Is Your Bounce Rate Too High?

What’s a bounce rate?

Your bounce rate is the percentage of visitors to your site who bounce. What’s a bounce? It’s a very simple but important concept. When someone arrives at your website, takes one look and leaves without visiting any other pages — that’s a bounce. At a recent symposium, one presenter summed it up like this: “They came, they puked, they left.”

If lots of visitors on your web site bounce away, you’re losing them as customers. Clearly, lots of bounces are visitors who weren’t really looking for you, but for something else. When they bounce, they don’t represent lost sales. But when a real prospective customer bounces, they’re going to do business with one of your competitors. And that’s never good.

How do I tell my bounce rate?

Many hosting companies provide site analytics that display your bounce rate. Failing that, install the free Google Analytics on your site, and you can track the progress of your bounce rate over time very easily.
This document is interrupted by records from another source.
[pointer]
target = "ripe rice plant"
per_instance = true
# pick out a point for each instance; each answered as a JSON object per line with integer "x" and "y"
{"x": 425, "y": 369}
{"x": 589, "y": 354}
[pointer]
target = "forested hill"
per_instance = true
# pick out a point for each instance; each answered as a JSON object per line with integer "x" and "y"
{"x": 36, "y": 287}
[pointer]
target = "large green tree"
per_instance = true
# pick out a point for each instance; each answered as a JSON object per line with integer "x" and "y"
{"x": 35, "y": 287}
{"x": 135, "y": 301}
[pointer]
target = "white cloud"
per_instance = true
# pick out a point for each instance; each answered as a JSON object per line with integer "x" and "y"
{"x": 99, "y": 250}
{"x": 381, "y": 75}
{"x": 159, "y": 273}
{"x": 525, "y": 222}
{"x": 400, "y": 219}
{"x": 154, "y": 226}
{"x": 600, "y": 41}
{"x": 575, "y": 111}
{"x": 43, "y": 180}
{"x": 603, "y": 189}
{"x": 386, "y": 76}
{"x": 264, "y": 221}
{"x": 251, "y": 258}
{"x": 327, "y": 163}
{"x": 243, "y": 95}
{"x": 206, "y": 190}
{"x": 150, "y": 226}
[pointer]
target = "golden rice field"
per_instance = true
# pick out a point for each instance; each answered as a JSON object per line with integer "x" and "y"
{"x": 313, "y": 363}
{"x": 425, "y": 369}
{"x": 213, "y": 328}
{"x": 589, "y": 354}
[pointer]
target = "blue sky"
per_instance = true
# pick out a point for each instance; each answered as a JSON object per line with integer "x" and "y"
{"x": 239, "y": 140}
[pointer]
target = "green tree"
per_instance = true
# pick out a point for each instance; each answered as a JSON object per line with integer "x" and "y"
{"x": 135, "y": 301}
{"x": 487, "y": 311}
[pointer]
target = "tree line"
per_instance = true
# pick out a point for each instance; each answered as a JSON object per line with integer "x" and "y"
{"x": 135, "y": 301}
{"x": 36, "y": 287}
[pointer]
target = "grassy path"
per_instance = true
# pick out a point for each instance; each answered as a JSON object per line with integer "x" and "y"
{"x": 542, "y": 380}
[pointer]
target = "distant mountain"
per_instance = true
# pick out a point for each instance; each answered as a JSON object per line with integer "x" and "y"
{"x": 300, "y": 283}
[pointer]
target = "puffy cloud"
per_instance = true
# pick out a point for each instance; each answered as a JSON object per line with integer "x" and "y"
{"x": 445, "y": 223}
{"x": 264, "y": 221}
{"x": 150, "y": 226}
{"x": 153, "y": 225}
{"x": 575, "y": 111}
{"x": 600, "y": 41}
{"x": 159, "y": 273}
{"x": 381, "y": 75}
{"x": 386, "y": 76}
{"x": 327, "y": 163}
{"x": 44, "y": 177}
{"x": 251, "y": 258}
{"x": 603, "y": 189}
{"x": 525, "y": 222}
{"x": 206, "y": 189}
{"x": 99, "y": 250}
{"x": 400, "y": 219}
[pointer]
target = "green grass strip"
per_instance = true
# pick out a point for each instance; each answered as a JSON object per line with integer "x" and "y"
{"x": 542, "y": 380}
What’s a good bounce rate?

That may depend on your business. Retail websites typically experience about a 20-40% bounce rate. Well optimized content websites normally have a bounce rate in the 40-60% range. If your bounce rate is over 60%, you should be concerned. If it’s over 80%, you have a major problem.

How do I improve it?

First, make sure your bounce rates aren’t because people are finding you by searching for stuff you’re not optimized for. If they find you by accident when they’re really looking for something else, those bounces are fine. But if people find you by searching important keywords, those are the bounces you want to improve.

Make sure it’s immediately obvious when someone lands on one of your pages by searching a relevant keyword phrase that the page makes it immediately clear that they’re in the right place. You have no more than 8 seconds to convince them your page is really all about what they searched for. Check your main above-the-fold headline and any other above-the-fold sub-headings.

Then make sure your web page isn’t turning them off. Check the copywriting and make sure you have appealing content. Mike Williams has written about common writing mistakes that contribute to a high bounce rate and which you need to avoid.

Make those changes and watch your bounce rate. If it doesn’t improve, look for other ways to keep people engaged on your site. Link to related content, use call to action links, and give your visitors what they’re looking for.